Hoy, la suma de esfuerzos históricos está cerrando las pinzas para develar lo ocurrido, incluyendo los nombres de los perpetradores que se pensaron anónimos.
Lo sucedido en ese acto evidenció la complejidad de un proceso irresuelto por más de 50 años, en un contexto en el se han incrementado de manera notable las funciones de las fuerzas armadas y en que la Fiscalía General de la República (FGR) evade su responsabilidad en la investigación y judicialización demandadas enarboladas por los colectivos de víctimas y las organizaciones de la sociedad civil. Antes y después del acto en el CM1, hemos subrayado que los testigos estatales son vitales para el esclarecimiento y que la FGR es quien debe apremiar sus declaraciones.
Hoy, la suma de esfuerzos históricos está cerrando las pinzas para develar lo ocurrido, incluyendo los nombres de los perpetradores que se pensaron anónimos. La terquedad de la memoria los alcanzó. Lidian con el temor de que descendientes, vecinos y comunidad conozcan su trayectoria contrainsurgente. En el último año de litigio en el caso de mi madre, durante las diligencias en la Fiscalía General de la República, la defensa legal del Centro Prodh y yo hemos observado el desconcierto en los rostros de los exagentes de la Dirección Federal de Seguridad (DFS) al leer sus nombres en los registros elaborados por ellos mismos décadas atrás. La negación sistemática y los exabruptos no disimulan el miedo ante una posible consignación por violaciones graves a los derechos humanos perpetradas en contra de civiles e insurgentes.
Las resistencias al interior de los poderes de la nación y del personal contrainsurgente que sobrevive confirman que el proceso de investigación, esclarecimiento, narración y castigo por violencia política será extenuante y complicado.

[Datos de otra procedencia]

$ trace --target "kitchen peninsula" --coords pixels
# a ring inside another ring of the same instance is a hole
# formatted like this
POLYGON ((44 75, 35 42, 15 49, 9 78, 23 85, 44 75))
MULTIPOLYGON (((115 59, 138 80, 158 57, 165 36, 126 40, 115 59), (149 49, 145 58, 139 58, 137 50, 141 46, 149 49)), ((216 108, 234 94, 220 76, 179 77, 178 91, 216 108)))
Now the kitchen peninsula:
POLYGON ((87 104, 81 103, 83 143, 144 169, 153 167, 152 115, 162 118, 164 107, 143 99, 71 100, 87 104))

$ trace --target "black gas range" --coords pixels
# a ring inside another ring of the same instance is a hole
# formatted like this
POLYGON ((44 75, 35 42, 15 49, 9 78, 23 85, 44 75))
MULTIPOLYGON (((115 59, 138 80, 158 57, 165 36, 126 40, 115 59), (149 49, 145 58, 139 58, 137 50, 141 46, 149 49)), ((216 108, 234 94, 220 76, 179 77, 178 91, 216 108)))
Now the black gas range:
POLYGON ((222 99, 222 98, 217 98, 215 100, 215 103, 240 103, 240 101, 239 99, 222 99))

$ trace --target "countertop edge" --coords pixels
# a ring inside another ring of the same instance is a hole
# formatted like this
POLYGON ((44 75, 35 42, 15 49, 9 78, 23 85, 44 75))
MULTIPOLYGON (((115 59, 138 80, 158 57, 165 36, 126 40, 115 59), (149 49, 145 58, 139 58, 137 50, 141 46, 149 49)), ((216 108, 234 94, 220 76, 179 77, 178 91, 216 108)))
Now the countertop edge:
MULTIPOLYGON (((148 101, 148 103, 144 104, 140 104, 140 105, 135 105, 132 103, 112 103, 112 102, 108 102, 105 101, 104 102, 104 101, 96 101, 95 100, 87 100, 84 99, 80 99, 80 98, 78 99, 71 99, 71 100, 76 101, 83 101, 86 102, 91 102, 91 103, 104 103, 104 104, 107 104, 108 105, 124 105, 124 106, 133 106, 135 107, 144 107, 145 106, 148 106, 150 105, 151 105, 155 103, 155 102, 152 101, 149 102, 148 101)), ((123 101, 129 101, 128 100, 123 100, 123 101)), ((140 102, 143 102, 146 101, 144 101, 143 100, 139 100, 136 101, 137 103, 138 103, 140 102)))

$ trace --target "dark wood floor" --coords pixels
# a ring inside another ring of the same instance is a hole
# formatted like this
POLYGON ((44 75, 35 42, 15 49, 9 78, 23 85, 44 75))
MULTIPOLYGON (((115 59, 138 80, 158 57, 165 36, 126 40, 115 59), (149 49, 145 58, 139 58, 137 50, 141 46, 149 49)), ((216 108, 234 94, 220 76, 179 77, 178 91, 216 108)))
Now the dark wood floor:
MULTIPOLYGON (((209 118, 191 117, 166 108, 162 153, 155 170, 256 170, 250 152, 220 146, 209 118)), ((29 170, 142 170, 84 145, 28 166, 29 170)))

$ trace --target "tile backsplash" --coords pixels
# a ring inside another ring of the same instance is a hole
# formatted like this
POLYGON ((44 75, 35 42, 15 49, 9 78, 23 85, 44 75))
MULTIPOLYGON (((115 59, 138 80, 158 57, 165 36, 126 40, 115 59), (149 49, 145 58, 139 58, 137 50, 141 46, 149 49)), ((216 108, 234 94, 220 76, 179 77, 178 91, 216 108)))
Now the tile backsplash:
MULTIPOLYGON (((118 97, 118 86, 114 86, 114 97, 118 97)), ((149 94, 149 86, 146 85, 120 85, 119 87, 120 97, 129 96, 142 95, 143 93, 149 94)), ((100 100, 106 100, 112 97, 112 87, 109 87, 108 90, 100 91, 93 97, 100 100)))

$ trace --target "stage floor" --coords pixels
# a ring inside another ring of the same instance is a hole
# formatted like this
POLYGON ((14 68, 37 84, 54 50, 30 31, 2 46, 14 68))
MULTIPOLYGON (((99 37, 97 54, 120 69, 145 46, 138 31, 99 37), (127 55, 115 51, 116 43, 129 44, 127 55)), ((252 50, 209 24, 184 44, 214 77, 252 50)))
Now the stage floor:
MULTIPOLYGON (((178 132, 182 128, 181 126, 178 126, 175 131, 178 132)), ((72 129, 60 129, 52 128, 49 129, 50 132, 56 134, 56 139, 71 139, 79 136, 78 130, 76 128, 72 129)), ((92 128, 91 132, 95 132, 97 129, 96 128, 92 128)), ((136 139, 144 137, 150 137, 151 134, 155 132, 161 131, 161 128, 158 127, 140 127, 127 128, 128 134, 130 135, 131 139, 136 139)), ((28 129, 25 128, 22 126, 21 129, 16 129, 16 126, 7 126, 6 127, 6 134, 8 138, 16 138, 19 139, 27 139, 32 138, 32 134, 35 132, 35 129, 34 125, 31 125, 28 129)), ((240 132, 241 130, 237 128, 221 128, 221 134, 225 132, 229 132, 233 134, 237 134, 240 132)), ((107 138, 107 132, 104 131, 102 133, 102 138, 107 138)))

A partir del mes de septiembre, la Comisión de la Verdad, integrada por los cinco mecanismos de esclarecimiento histórico, apoyo a la justicia, búsqueda, reparación integral y memoria, cuenta con dos años para obtener resultados sustanciales para un país sumido en la tragedia, con más de 100 mil personas desaparecidas.
En el corto plazo, la Comisión de la Verdad realizará recorridos en las instalaciones militares, iniciando por el CM1. Es preciso que, pese a las tensiones evidentes del proceso, incorporen a sobrevivientes y familiares con procesos abiertos en el reconocimiento de sitios, pues será imposible investigar sin testigos, coadyuvantes y representantes legales. Las comunidades afectadas hemos denunciado ante la Organización de las Naciones Unidas (ONU) y la Organización de los Estados Americanos (OEA) la carga que implica litigar derechos a la información y a la participación frente a las instituciones del Estado. Hacerlo frente a la Comisión de la Verdad sería inconcebible.
Estoy convencida de que el cumplimiento del mandato será posible si las personas comisionadas y el funcionariado que integran la Comisión, incluidas las fuerzas armadas, consultan y garantizan el ejercicio digno de los derechos de las personas y comunidades denunciantes, organizadas o no. Contrario a vulnerar la autonomía e independencia de la Comisión, la consulta y el derecho de coadyuvancia alientan la construcción y el cuidado de un espacio experto, democrático, pedagógico y con perspectiva de derechos humanos que, finalmente, resuelva un proceso cruento, oculto y desestimado por el Estado en el pasado reciente de nuestro país.